Certes, cela touchera peut-être très légèrement les moins eurosceptiques. Ceux-là seront probablement influencés  – très peu, néanmoins – par des déclarations de cet ordre, quand ils jugeront sur les aspects positifs et négatifs lors du référendum. Mais cet effet sera évidemment de bien moindre ampleur que l'utilisation des menaces proférées par les continentaux à l'égard des Britanniques. Au mieux, donc, cela sera purement et simplement innefficace quand, dans le pire des cas, cela ira à l'encontre de l'objectif poursuivi, puisque les déclarations des continentaux sont potentiellement utilisées à des fin de propagande anti-Union européenne. Les Français et les Allemands, particulièrement, doivent se tairent. Chacun pour des raisons historiques aisément compréhensibles.

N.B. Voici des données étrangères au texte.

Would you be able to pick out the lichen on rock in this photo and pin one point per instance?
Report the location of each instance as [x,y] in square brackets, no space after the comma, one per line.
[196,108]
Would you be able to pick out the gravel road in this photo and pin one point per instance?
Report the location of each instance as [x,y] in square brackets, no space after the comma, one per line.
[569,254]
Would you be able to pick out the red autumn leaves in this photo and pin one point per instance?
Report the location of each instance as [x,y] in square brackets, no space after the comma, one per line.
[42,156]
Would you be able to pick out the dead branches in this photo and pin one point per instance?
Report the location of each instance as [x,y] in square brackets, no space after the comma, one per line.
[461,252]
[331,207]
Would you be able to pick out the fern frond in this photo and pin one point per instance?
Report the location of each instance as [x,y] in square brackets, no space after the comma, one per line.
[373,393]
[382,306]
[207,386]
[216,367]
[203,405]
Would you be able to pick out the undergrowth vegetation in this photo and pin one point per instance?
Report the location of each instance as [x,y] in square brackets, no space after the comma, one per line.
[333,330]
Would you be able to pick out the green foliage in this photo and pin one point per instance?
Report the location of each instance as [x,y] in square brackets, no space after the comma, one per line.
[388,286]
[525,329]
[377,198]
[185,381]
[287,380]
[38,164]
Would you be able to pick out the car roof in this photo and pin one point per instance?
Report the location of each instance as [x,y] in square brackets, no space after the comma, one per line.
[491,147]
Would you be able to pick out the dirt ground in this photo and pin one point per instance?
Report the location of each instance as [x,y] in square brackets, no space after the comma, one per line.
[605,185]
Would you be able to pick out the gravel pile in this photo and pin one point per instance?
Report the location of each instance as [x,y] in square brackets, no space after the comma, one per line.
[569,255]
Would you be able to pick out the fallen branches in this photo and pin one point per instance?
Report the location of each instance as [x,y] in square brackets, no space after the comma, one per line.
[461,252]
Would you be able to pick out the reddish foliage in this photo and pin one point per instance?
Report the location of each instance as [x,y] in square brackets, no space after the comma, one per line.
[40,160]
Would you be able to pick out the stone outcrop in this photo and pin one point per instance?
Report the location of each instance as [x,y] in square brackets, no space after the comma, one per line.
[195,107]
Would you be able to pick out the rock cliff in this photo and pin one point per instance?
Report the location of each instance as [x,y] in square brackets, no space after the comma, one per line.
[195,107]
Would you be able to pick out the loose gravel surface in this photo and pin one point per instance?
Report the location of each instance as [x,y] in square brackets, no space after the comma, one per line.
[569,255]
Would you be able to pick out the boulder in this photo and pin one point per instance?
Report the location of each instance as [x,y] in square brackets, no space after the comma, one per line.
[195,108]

Peut-on vraiment dire des propos d'Emmanuel Macron qu'il s'agit d'une menace ? David Cameron avait déjà repris ces arguments dans son propre plaidoyer. Au fond ne s'agit-il pas de présenter un état de fait ? 

La première menace d'Emmanuel Macron porte sur l'arrivée massive de migrants en Grande-Bretagne en cas de Brexit. C'est, à mon sens, une menace assez peu crédible : le Royaume-Uni se protège déjà largement des entrées sur son territoire et il n'y aurait pas de raison que cela change. Le changement radical de position, si la Grande-Bretagne quitte l'Union Européenne, serait complexe dans la mesure où les accords sont bilatéraux et où l'on resterait le plus vraisemblablement dans des situations de bon voisinage. Cet argument est fallacieux. David Cameron l'avait également repris, expliquant qu'en cas de Brexit, le camp de Calais se transposerait dans le Kent anglais. C'est totalement absurde : sitôt arrivés, les migrants se dirigeraient vers les points d'accroche qu'ils cherchaient à atteindre en gagnant le Royaume-Uni : de la famille, des proches, des amis... Cet argument témoigne davantage de la faiblesse du plaidoyer de David Cameron – et de tout ceux qui le réutilisent  – que d'un vrai risque pour la Grande-Bretagne, si le divorce avec l'Union Européenne en venait à être consommé. D'autant plus qu'en cas de Brexit, le trafic commercial trans-Manche devrait se réduire considérablement : les occasions, pour les migrants, de passer la Manche seraient donc sévèrement restreintes. Plus les relations, et par extension les potentielles coupures économiques, entre Londres et Bruxelles se refroidissent, plus ce constat sera vrai. Le raisonnement peut donc tout à fait s'inverser. Les migrants ne partent pas tous à la nage. Les quelques-uns qui ont tenté sont d'ailleurs morts.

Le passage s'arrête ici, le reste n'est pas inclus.